Art. 76. As licenças se darão nos termos do Art. 42 da Lei Orgânica.
CAPÍTULO III
DO DECORO PARLAMENTAR
Art. 77. O Vereador que descumprir os deveres decorrentes do mandato ou praticar ato que afete a dignidade da investidura estará sujeito a processo e penalidades previstos neste Regimento.
§ 1º. Constituem penalidades:
I - censura;
II - impedimento temporário do exercício do mandato, não excedente a trinta dias;
III - perda do mandato.
§ 2º. Considera-se atentatório ao decoro parlamentar o uso, em discurso ou proposição, de expressões que configurem violação dos direitos constitucionais.

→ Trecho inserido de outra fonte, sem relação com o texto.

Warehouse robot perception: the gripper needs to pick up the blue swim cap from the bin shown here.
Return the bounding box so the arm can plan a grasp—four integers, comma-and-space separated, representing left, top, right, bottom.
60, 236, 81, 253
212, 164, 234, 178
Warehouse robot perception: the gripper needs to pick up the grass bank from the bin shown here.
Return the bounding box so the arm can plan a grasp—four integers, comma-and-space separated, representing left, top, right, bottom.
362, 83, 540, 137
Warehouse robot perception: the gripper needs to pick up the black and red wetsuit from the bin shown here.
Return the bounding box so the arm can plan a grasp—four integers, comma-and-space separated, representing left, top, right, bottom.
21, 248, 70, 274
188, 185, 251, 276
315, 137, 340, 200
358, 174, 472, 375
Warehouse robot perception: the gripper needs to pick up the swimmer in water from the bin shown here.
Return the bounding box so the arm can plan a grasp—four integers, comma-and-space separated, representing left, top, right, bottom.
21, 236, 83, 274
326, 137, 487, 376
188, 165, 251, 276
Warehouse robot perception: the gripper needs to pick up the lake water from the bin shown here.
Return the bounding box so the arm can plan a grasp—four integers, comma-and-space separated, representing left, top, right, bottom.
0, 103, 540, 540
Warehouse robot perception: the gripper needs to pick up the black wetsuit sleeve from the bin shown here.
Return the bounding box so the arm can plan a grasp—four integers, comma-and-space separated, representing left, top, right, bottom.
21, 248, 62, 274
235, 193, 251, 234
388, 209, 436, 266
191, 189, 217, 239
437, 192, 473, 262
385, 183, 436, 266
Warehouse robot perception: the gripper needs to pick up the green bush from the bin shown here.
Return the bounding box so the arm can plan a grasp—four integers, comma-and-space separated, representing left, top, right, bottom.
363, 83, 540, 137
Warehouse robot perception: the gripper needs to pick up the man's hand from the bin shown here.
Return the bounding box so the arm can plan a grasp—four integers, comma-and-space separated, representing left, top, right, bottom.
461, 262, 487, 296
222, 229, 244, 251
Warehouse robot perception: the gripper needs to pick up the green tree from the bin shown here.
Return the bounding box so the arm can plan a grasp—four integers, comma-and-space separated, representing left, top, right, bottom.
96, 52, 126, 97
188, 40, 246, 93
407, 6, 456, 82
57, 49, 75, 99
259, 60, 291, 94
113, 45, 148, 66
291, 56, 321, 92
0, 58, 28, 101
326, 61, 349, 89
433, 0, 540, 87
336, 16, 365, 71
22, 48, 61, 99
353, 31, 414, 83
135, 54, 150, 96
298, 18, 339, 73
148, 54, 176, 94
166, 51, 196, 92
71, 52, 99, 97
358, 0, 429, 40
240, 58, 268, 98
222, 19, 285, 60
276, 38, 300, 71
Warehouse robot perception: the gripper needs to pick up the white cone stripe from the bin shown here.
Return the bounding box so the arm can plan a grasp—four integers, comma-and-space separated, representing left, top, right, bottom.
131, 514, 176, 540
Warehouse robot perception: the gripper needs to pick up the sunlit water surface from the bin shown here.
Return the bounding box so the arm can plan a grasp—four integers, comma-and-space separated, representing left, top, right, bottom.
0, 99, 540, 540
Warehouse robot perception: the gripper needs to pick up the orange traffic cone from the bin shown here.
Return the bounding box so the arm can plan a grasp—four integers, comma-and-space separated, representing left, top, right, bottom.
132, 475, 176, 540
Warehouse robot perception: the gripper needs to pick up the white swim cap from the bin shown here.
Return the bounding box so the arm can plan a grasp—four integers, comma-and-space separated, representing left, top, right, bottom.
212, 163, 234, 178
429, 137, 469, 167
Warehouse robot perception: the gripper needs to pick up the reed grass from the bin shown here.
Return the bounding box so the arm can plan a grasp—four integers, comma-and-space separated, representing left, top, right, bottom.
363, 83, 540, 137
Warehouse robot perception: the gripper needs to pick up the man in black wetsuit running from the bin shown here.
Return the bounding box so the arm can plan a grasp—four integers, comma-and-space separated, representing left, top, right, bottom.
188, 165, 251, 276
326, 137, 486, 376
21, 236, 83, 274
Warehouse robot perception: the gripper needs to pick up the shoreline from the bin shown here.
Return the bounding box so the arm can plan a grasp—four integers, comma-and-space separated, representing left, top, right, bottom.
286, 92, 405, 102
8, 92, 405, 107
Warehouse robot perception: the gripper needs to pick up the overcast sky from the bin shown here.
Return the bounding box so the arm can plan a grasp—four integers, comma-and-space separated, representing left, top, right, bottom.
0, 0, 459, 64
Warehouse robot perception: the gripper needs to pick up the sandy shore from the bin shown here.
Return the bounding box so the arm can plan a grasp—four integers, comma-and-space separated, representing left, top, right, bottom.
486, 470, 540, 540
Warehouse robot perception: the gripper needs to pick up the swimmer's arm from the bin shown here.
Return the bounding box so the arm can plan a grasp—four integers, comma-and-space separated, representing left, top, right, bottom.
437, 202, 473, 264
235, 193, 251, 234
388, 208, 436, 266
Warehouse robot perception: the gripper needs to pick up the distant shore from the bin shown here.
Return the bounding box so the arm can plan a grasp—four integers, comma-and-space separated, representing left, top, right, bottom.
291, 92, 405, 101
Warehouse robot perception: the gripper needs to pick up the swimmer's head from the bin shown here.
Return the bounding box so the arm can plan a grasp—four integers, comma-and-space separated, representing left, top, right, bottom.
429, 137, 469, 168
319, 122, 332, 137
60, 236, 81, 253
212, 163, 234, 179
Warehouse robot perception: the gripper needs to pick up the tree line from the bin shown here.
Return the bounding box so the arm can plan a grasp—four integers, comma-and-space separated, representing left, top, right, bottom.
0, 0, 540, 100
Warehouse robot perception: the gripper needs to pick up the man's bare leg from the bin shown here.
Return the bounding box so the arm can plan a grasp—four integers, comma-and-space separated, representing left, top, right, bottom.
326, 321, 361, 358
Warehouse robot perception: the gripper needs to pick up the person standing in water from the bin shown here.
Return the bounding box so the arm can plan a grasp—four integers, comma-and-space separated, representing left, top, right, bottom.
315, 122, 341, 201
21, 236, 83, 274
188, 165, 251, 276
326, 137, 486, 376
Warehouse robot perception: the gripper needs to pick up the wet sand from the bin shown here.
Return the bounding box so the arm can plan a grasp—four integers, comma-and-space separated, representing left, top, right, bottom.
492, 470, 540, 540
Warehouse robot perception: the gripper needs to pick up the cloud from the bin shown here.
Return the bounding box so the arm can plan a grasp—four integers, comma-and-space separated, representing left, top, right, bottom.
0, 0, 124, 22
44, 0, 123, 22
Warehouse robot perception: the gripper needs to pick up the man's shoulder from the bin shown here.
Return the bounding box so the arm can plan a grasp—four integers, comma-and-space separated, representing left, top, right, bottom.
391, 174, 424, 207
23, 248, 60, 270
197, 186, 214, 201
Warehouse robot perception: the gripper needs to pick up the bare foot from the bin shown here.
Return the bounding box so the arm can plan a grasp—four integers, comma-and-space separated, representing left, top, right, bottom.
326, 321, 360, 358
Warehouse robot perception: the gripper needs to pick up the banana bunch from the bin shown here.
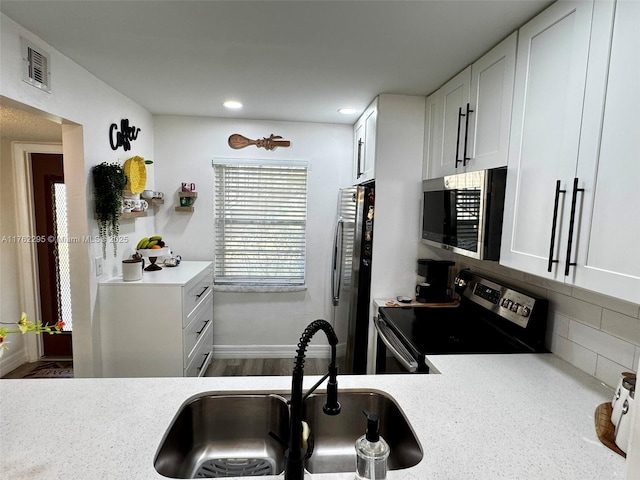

§ 3º. É incompatível com o decoro parlamentar:
I - o abuso das prerrogativas constitucionais;
II - a percepção de vantagens indevidas;
III - a prática de irregularidades graves no desempenho do mandato ou de encargos dele decorrentes;
IV - a prática de ofensa à imagem da instituição, à honra ou à dignidade de seus membros.
Art. 78. A censura será verbal ou escrita.
§ 1º. A censura verbal é aplicada, em reunião, pelo Presidente da Câmara ao Vereador que:
I - deixar de observar, salvo motivo justificado, os deveres decorrentes do mandato ou os preceitos deste Regimento;
II - perturbar a ordem ou praticar atos que infrinjam as regras de boa conduta no recinto da Câmara ou em suas demais dependências.
§ 2º. A censura escrita será imposta pela Mesa Diretora ao Vereador que:
I - reincidir nas hipóteses previstas no parágrafo anterior;
II - usar, em discurso ou proposição, expressões atentatórias ao decoro parlamentar;
III - praticar ofensas físicas ou morais nas dependências da Câmara ou desacatar, por atos ou palavras, outro Vereador, a Mesa Diretora, o Presidente, o Plenário ou funcionários.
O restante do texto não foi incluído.